This is aimed at students/ex-students that used Linux while studying in college.
I’m asking because I’ll be starting college next year and I don’t know how much Windows-dependency to expect (will probably be studying to become a psychologist, so no technical education).
I’m also curious about how well LibreOffice and Microsoft Office mesh, i.e. can you share and edit documents together with MOffice users if you use LibreOffice?
Any other things to keep in mind when solely using Linux for your studies? Was it ever frustrating for you to work on group projects with shared documents? Anything else? Give me your all.
Linux didn’t exist when I was in college but I did work on it’s predecessor Minix in Op Systems class in '89
VAX VMS was the bomb.
I got no pussy
Used it for physics stuff
It was my college experience. Didn’t use anything else. No issues at all
So far I’ve been able to run everything I need to off of it, and libreoffice works very well with office docs in my experience.
It was good! I really enjoyed it
I used linux all through the years I should have been in college, but was instead a hopeless drug addict. I regret nothing!!!
…apart from the drugs…
…and not going to college…
wdym by college? the same word means a lot of different things in different places
I did computer science in uni and it was never an issue. The only time I remember needing specific windows software was a RISC processor simulator we used in my low level programming class, and for that there was a hefty license on the software anyway, so basically everyone used the lab computers.
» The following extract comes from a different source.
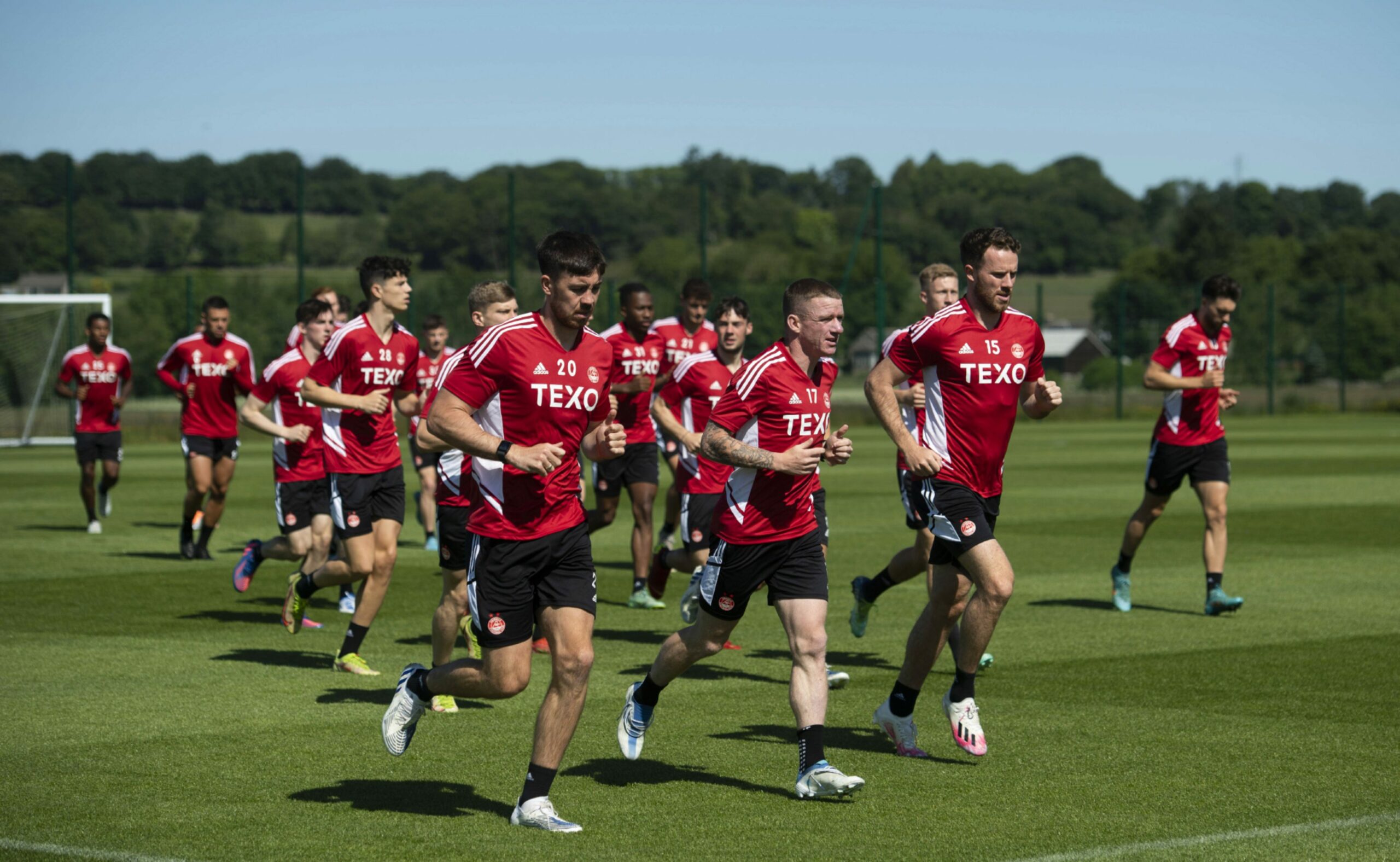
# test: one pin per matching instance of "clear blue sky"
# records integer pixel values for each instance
(1304, 93)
Studied languages at a university in Sweden, using only libre programs, except for one group assignment where we used Google docs. Nothing terribly interesting (computer-wise). Everything worked. Professors wanted .docx files, which LibreOffice happily exported. If I was so inclined, nothing would’ve stopped me from using something like OpenBSD, or hell, even Haiku would probably work.
I switched to Linux while going back to school in 2014.
My calculus class had one of those “buy the $80 textbook to get the code for the online assignments” things which didn’t want to work in Linux. I think the URL had something to do with Wolfram. Figures. Side question: Do they still give out copies of Mathematica to Raspberry Pi owners?
Turns out English professors can’t tell the difference between Times New Roman and Liberation Sans.
Writing papers in LibreOffice Writer isn’t a problem, it works fine for that. My professors tended to want them printed out and turned in on paper, so they had no clue what software made it. Printing to PDF works perfectly well too; if they specifically want a .docx file you’ll probably survive. I would probably recommend OnlyOffice over LibreOffice for MS Office compatibility, but an MLA formatted school essay should survive that conversion.
The least plausible thing was working with other students on PowerPoint presentations. LibreOffice Impress works well enough, you can put words and pictures on slides, but its compatibility with PowerPoint just ain’t there. “Let’s each make five slides.” maybe if you work with a blank template first, collect them all together, then apply a style.
In comp sci our labs ran fedora and I didn’t even know what Linux was I just laughed at the computer saying fedora. I thought I was on Mac tbh.
I’m currently using Arch Linux in college and my advice will be to dual boot. In some lower div classes my specific professor wanted Visual Studio .sln files so there was no other way (I guess you could VM it but I’m not trusting that with my grade).
Group sharing documents, our schools and most schools are in the MS ecosystem so you can edit on word online through the onedrive thing.
For writing stuff I would mostly use libreoffice with the LanguageTool plugin installed.
For lockdown proctored exams, I would typically get a loaner laptop from school because no way am I downloading their sussy stuff.
Edit: Since you’re studying to be a psychologist, my first paragraph will probably not apply to you. If you want to, dual boot, if not, I think maybe you could boot up a vm if there’s some really niche use cases.
@clark Uni sould their soul to Microsoft, not one Linux machine in sight.
However, I’ve been using it since last year just fine, as it was intro to programming class.
Though, I will have one electronics class down the line which uses a proprietary, Windows-only, not-gonna-give-you-a-license software, and it really sucks.
Hoping that next time it gets better…I’ve used Ubuntu on a laptop during my undergrad 2008-13. I used LyX to write anything I’d submit, including some psych work. I’ve used LibreOffice (OpenOffice) for some stuff too. I had to use MS Office or some other Windows-only software on occasion. I used a Windows VM for that. I’ve kept this formula till present day. Linux (Ubuntu LTS/Debian) on the hardware, Windows VM on Linux for special occasions.